So, first of all,
samatha just means
calm or
calm abiding. It's a quality of mind or a quality of the meditation, not something one "does". And when samatha or vipassana are referred to in the Pali suttas by the Buddha, they're mentioned as qualities that
both must be present in meditation leading to awakening. More
here.
Samatha should be distinguished from
samadhi, which means
concentration. In the Pali suttas, this is another aspect of awakening, namely the one that follows upon right mindfulness. In the decades and centuries following the Buddha's death, apparently "concentration practice" became it's own thing, until by Buddhaghosa's time in the 5th century, he's describing two, distinct, maybe even mutually exclusive practices - prajjna and jhana - which lead to different ends. This way of looking at things seems to have been corrected somewhat by the concept of
vipassana jhana, though what U Pandita calls "vipassana jhana" is probably just what the Buddha called "jhana", i.e., meditation itself.

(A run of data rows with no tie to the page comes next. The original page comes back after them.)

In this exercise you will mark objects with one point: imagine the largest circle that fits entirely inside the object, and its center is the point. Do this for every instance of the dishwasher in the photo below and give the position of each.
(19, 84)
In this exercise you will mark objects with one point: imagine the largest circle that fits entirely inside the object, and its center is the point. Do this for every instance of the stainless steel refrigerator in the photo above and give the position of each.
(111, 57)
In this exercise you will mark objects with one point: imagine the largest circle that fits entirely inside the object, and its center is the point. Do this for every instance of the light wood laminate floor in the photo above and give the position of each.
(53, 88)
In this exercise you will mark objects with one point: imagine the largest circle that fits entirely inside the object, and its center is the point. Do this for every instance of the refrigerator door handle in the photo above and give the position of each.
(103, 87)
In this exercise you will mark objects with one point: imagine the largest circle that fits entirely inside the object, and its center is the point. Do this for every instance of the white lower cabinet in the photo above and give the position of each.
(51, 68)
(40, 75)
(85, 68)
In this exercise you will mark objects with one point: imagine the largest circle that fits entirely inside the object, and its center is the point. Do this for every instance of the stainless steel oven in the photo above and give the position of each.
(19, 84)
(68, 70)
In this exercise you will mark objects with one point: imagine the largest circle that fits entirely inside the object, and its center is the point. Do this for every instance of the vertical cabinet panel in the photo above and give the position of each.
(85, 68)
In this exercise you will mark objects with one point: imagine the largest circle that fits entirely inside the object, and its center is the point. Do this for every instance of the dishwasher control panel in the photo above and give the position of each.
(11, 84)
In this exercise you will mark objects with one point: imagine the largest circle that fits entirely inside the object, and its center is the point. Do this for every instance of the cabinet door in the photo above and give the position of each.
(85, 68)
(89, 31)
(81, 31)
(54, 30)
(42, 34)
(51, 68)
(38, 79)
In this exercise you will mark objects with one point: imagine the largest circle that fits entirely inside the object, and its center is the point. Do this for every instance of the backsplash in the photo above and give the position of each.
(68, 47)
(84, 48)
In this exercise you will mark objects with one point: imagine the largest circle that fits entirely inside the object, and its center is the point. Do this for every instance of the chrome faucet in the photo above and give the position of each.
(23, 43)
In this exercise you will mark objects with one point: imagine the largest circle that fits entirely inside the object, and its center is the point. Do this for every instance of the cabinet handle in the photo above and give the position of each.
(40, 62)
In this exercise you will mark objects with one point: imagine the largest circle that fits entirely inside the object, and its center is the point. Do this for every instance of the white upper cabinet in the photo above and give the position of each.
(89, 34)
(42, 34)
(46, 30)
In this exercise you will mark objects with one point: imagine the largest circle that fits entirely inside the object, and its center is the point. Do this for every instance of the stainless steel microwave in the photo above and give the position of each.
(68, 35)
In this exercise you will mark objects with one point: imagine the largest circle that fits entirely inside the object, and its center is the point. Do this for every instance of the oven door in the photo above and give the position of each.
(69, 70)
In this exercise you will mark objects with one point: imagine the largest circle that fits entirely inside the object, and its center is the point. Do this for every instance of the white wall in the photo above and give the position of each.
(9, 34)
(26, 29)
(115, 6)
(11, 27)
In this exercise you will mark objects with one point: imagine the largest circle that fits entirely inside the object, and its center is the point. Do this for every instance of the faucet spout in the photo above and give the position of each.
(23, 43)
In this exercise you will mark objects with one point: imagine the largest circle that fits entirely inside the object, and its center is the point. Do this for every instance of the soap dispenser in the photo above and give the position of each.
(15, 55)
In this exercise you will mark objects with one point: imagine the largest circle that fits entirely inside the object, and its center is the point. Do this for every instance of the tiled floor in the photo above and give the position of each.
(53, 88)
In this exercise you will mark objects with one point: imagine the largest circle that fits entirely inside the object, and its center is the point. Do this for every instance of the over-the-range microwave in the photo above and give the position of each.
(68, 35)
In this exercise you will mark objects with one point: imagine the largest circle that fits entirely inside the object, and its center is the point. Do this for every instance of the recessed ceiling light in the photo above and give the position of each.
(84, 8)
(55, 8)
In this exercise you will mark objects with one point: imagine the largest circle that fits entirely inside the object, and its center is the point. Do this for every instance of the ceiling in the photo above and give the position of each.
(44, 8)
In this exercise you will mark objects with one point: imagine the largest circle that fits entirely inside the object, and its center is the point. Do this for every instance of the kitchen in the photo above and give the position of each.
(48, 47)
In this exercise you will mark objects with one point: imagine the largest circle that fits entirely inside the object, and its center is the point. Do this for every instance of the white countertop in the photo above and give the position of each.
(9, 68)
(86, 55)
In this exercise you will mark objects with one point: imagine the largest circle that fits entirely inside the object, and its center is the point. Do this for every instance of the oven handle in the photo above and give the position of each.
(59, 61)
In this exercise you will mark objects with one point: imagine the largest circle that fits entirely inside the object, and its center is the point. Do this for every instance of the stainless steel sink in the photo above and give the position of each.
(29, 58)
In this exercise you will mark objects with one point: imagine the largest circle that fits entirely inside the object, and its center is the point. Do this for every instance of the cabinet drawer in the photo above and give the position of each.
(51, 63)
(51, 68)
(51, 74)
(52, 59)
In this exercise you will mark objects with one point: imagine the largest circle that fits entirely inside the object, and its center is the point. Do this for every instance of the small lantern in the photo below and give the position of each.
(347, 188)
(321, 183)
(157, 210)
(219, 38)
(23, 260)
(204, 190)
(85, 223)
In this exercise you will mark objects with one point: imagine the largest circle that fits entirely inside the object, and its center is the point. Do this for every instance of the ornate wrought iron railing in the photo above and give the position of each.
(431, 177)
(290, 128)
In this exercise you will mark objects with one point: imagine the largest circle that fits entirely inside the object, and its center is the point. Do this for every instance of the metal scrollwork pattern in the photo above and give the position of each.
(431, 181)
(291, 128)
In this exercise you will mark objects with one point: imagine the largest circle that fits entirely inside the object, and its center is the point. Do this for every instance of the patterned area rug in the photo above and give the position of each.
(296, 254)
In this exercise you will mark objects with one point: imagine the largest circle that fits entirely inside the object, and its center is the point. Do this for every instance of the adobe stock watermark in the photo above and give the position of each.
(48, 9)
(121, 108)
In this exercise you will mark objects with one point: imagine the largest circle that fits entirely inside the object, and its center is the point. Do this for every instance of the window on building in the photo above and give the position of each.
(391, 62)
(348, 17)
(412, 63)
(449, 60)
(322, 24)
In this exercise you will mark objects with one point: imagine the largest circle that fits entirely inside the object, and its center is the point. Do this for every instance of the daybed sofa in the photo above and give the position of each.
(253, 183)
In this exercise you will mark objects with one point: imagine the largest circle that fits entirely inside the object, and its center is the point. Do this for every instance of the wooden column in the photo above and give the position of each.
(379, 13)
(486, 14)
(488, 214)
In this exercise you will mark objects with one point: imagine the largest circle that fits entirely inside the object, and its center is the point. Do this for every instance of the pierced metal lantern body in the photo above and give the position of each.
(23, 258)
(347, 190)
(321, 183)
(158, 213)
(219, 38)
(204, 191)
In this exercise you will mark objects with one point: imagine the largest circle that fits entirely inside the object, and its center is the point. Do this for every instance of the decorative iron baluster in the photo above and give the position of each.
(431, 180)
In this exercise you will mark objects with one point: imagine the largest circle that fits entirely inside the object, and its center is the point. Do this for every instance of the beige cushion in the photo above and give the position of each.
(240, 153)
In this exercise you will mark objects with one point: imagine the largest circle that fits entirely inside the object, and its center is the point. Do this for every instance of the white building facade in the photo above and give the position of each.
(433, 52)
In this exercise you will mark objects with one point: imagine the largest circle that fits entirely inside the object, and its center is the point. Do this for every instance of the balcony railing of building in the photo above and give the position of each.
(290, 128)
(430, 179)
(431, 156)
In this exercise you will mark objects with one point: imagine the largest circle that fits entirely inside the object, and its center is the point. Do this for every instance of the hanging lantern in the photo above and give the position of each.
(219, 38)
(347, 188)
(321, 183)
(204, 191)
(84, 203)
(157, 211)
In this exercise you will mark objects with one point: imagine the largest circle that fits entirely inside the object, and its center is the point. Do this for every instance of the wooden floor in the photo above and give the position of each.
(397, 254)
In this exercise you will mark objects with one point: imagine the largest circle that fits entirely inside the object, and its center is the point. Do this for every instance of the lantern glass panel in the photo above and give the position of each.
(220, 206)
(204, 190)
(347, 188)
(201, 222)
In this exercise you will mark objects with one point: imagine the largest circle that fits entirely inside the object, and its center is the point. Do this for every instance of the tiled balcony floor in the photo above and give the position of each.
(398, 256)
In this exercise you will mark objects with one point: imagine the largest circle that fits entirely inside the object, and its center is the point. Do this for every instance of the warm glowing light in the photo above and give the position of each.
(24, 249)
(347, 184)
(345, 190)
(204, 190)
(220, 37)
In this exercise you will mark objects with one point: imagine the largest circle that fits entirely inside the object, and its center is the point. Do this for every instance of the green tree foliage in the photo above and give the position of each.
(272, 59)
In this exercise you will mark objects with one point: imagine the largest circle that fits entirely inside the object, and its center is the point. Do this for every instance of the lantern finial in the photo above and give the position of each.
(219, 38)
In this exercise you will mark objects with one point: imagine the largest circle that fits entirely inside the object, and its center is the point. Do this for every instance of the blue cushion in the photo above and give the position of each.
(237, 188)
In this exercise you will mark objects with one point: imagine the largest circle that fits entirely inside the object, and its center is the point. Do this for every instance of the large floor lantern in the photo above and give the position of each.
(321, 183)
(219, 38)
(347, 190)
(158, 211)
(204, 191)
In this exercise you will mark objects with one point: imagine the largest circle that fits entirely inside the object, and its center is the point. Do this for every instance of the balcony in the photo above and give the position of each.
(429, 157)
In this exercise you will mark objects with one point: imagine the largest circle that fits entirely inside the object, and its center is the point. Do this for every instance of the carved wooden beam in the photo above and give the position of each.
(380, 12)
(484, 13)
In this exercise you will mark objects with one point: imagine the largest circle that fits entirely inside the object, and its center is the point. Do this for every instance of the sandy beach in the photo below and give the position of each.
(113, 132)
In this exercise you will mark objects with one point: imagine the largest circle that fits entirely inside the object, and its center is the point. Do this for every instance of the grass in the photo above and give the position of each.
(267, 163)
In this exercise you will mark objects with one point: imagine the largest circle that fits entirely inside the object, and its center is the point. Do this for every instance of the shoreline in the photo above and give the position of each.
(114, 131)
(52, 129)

Still, if you go to a retreat center like IMS, you might be quickly disabused of the idea that jhana is regarded as feminine. I was told on a retreat there that jhana is the meditation equivalent of authoritarian communism - hardly a goddess-centered, matriarchal image - which, unlike vipassana (= good, feminine, passive, meek), cannot help you in your day-to-day life. And if you want to get better at life, do a practice like vipassana which makes you supple, accepting of your inability to do anything, accepting of your inability to change anything, accepting of your utter defeat as a human being, accepting of your pale, nearly-translucent complexion, on-the-verge-of-death, etc., and don't waste your time doing manly, macho, controlling practices like jhana, which are brutal and don't help anyway.
If you find John Peacock's lectures on dependent-origination, they're otherwise very informative, but he jhana-bashes in there, too. He says things like, concentration just forces the mind to do something, it doesn't help you gain wisdom.
The weirdness surrounding jhana goes all the way back to Buddhaghosa. Open up the Vissudhimagga, and he says only one in a million can enter jhana, so you wonder why you'd even bother. But then you open up the Pali suttas, and Buddha never, ever says "go do vipassana", he always says "go jhana" (as a verb - I can't remember the verb form), which is really the only meditation he ever tells anyone to do. And people are doing the jhanas left and right, getting awakened
as a result of doing them, and one is just left wondering how things could have gone so wrong.
But why are you even worrying about this? Have you even gotten over the A&P yet? Where's your actual practice at?